Questa notte un boato, causato dall’impatto di un missile – probabilmente iraniano -, ha scosso la base italiana di Erbil, nel Kurdistan iracheno. Tanta paura ma, come hanno fatto sapere le autorità, fortunatamente non sono state registrate vittime e feriti tra i militari italiani presenti nell’installazione.
Ad evitare il disastro è stato il sistema di allerta precoce che ha permesso di attivare le procedure di sicurezza in largo anticipo, con il personale italiano che al momento dell’esplosione si trovava già al sicuro all’interno del bunker.
Crosetto: “Missile contro la nostra base”
Il primo a intervenire è stato il ministro della Difesa Guido Crosetto, che ha raccontato di “un missile che ha colpito la nostra base di Erbil. Non ci sono vittime né feriti tra il personale italiano. Stanno tutti bene”. Il ministro ha poi spiegato di essere in costante contatto con il capo di Stato maggiore della Difesa e con il comando operativo delle missioni, per monitorare la situazione e valutare i rischi per i militari italiani presenti nell’area perché il timore è che simili episodi possano ripetersi.
Tajani: “Attacco inaccettabile, serve de-escalation”
Sul caso è intervenuto anche il ministro degli Esteri Antonio Tajani che, durante collegamento con la trasmissione Realpolitik su Rete4, ha parlato apertamente di “attacco inaccettabile”, aggiungendo anche che prima di indicare le responsabilità dietro all’atttacco sarà necessario effettuare un accertamento preciso.

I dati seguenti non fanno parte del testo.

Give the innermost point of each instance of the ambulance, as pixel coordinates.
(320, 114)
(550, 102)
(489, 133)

Quel che è certo è che Tajani ha detto di avere già parlato con l’ambasciatore italiano in Iraq, confermando le informazioni rilasciate da Crosetto, in quanto “per fortuna i nostri militari stanno tutti bene e sono al sicuro nel bunker”. Un raid che per il titolare della Farnesina dimostra come il clima nell’area sia teso e che “dobbiamo lavorare sempre per la de-escalation e proteggere i nostri militari”.
Il comandante della base: “Procedure già rodate”
A raccontare cos’è successo alla base è stato il comandante Stefano Pizzotti che a Sky TG24 ha rivelato che l’allarme è scattato alle 20.30. “Seguendo procedure già rodate ci siamo recati nei bunker assegnati”, ha spiegato all’emittente televisiva. Un allerta precoce che si è concretizzato poco prima dell’una di notte ora locale quando la presunta minaccia aerea si è concretizzata.
Ora, come assicurato da Pizzotti, sul postono sono al lavoro gli artificieri della coalizione che stanno mettendo in sicurezza l’area.
Solidarietà bipartisan dal Parlamento
Davanti a questo inaccettabile attacco, la politica italiana è riuscita a compattarsi, parlando con una sola voce. Al Senato della Repubblica tutti i gruppi parlamentari hanno espresso vicinanza ai militari italiani impegnati all’estero e in particolare al contingente di Erbil, con la vicepresidente del Senato Mariolina Castellone e il ministro Adolfo Urso, che hanno ricordato come i militari italiani operino in aree dove il conflitto si sta allargando.
Sul punto il leader del Movimento 5 Stelle, Giuseppe Conte, ha espresso vicinanza ai militari italiani ma ha anche puntato il dito contro l’escalation nella regione che spaventa il Medio Oriente e il mondo intero. Con un lungo post sui social, il vertice dei pentastellati ha detto che “il Movimento 5 Stelle è vicino ai militari italiani che a Erbil hanno visto la loro base colpita da un drone: per fortuna sono illesi e sono in condizione di sicurezza. Altri 300 militari avevano rischiato in Kuwait”.
Ma lo stesso ha anche aggiunto che “in Medioriente ‘Save the Children’ denuncia che sta morendo un bambino all’ora come le 168 studentesse fra i 7 e i 12 anni bombardate in Iran. L’Italia non può più continuare a dire come ha fatto Meloni che ‘non ha elementi’ per condannare o condividere gli attacchi illegittimi di Israele e Usa da cui è scoppiato questo conflitto. L’escalation, gli attacchi e le risposte stanno creando morte, distruzione, danni economici enormi”.